Developers in the United Arab Emirates often cluster their buildings very close together, not for lack of space, but to create an instant urban concentration around an attraction or amenity. This allows easy pedestrian access to all facilities in an environment that is dictated heavily by the automobile. In the collection of seaside towers in the Dubai Marina development, the strategy for profit is to pack many apartments per floor. The Princess Tower - the tallest in the photograph above-left – is 101 stories and contains 763 apartments, 957 underground parking bays on 6 levels, and 8 retail outlets. Marina 101 is a mixed-use tower with a Hard Rock Hotel in the lower 33 floors and apartments above. The 101st floor will feature a Hard Rock Café & Lounge with a 360-degree view of the city.
BURJ KHALIFA
Dubai, United Arab Emirates, completed 2010
828 m/ 2,717 ft/ 163 floors
Developer: Emaar Properties
Architect: Skidmore, Owings & Merrill (SOM)

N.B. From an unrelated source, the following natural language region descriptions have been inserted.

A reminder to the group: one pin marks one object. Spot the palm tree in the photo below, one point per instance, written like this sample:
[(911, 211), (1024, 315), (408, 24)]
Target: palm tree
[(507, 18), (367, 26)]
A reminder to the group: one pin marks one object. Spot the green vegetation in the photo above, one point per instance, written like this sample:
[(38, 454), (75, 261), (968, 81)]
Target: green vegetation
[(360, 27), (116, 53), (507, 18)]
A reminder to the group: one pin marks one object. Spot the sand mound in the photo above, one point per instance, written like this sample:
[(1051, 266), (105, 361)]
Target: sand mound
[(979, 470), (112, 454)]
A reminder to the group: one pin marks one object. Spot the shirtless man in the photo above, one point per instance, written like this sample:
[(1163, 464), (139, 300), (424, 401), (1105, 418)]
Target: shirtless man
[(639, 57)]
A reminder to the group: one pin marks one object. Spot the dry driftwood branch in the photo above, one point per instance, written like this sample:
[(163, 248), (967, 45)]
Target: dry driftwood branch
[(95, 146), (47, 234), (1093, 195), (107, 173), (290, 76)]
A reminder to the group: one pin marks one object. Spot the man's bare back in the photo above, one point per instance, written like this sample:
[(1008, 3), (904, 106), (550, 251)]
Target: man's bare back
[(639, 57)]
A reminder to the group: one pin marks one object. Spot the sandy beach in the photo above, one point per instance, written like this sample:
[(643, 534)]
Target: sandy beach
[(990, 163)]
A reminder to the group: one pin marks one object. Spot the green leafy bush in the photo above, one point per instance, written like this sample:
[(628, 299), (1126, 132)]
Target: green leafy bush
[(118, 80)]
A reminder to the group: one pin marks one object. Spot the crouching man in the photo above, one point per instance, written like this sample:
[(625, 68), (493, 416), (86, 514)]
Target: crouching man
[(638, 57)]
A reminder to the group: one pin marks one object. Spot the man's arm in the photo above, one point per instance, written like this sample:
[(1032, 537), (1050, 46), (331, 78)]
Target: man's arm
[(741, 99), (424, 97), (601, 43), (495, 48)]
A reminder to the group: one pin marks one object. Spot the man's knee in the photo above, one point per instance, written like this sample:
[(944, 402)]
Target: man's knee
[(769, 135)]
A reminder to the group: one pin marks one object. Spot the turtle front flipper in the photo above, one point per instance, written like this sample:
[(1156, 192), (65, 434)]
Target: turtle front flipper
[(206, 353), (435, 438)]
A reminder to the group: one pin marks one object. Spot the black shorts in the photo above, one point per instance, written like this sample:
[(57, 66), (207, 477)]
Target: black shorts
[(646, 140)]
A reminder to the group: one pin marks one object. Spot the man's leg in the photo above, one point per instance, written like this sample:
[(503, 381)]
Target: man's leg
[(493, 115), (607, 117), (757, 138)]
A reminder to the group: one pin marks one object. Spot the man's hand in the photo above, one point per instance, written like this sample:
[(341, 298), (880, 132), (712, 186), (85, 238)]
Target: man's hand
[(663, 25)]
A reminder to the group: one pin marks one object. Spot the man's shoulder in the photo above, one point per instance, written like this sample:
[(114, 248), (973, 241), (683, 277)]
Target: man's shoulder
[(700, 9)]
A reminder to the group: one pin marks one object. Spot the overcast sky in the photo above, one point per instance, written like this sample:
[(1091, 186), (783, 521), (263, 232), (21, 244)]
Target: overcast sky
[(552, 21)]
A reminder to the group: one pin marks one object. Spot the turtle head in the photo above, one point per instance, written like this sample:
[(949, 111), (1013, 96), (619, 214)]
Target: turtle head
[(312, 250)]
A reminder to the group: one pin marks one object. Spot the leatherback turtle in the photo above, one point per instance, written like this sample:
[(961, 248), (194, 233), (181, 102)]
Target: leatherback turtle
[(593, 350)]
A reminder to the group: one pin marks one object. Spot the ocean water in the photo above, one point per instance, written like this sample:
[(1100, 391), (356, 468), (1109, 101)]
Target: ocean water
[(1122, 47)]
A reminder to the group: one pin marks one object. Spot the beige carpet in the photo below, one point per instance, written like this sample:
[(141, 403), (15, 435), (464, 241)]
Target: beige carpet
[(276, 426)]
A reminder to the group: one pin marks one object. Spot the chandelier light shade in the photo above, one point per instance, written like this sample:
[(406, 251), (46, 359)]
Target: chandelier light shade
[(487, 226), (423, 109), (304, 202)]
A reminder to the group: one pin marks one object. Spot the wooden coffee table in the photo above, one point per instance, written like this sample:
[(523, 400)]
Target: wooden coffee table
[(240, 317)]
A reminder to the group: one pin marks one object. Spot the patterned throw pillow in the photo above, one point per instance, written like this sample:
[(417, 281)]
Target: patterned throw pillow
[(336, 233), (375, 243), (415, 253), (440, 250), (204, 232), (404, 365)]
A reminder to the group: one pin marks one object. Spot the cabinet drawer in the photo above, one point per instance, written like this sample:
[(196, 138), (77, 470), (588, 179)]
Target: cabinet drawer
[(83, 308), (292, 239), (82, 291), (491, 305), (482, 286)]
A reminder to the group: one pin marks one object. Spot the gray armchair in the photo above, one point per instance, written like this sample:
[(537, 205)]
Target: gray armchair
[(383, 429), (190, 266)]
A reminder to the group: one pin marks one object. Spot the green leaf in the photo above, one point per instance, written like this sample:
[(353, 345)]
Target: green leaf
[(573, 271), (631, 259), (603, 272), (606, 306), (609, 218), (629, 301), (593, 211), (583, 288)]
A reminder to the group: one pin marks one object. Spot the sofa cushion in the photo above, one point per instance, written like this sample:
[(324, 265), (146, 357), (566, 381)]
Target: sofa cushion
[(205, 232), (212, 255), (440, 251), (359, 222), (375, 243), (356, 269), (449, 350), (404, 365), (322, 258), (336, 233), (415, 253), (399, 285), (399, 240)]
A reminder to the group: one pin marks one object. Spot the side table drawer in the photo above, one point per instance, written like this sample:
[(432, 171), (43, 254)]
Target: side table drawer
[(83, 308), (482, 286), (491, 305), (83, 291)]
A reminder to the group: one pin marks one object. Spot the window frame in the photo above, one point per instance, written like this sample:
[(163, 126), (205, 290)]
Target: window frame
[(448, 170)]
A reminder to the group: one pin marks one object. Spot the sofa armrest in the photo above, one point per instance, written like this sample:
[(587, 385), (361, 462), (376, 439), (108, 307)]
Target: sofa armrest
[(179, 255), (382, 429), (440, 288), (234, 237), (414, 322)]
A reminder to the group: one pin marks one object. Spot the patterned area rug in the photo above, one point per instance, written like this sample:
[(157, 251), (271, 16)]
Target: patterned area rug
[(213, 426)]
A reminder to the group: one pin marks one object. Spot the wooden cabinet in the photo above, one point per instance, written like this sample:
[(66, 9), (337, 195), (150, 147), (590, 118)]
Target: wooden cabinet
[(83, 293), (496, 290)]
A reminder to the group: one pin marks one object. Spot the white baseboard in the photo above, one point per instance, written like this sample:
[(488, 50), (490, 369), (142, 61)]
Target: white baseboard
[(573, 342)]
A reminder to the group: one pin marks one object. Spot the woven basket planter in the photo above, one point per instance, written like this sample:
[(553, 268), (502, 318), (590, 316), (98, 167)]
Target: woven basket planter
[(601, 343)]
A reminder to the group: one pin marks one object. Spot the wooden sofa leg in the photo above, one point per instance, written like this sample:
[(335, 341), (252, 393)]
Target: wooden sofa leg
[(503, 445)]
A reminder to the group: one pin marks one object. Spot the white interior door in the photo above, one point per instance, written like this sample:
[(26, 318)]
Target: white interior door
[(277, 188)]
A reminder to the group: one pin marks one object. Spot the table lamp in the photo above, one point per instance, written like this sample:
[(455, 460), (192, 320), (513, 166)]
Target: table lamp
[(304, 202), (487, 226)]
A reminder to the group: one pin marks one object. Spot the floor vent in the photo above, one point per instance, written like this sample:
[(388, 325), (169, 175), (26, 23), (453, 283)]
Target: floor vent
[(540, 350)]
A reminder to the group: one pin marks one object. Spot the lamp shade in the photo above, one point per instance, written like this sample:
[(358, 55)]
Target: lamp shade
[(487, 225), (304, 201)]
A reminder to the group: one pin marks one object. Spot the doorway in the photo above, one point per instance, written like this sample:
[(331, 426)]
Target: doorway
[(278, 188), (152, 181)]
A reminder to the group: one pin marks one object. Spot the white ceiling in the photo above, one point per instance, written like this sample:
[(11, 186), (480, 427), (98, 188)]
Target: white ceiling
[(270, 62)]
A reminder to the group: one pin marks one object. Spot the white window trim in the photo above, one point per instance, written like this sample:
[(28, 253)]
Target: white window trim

Structural Engineer: SOM | Hyder Consulting
WORLD ONE
Mumbai, India, anticipated completion 2016
442 m/ 1,450 ft/ 117 floors
Developer: Lodha Group
Architect: Pei Cobb Freed & Partners
Associate Architect: Somaya & Kalappa Consultants
Private Limited, Mumbai
Structural Engineer: Leslie E. Robertson Associates
The tallest structure in the world at present, the Burj Khalifa, stands 163 stories and is principally residential. The Armani Hotel occupies the bottom floors, with apartments in levels 20 to 110 and elite corporate office suites above. Burj Khalifa is the centerpiece of a 500-acre, US $20 billion complex that includes the world’s largest shopping mall, an artificial lagoon, landscaped parks and gardens, and a variety of new neighborhoods of high-rise housing and traditional villas.
In nearby Mumbia, India, the developer Lodha is creating a complex of three towers called World One. The tallest, at 117-stories, will be completed in 2016 and will have more than 300 luxury apartments, some overlooking the Arabian Sea.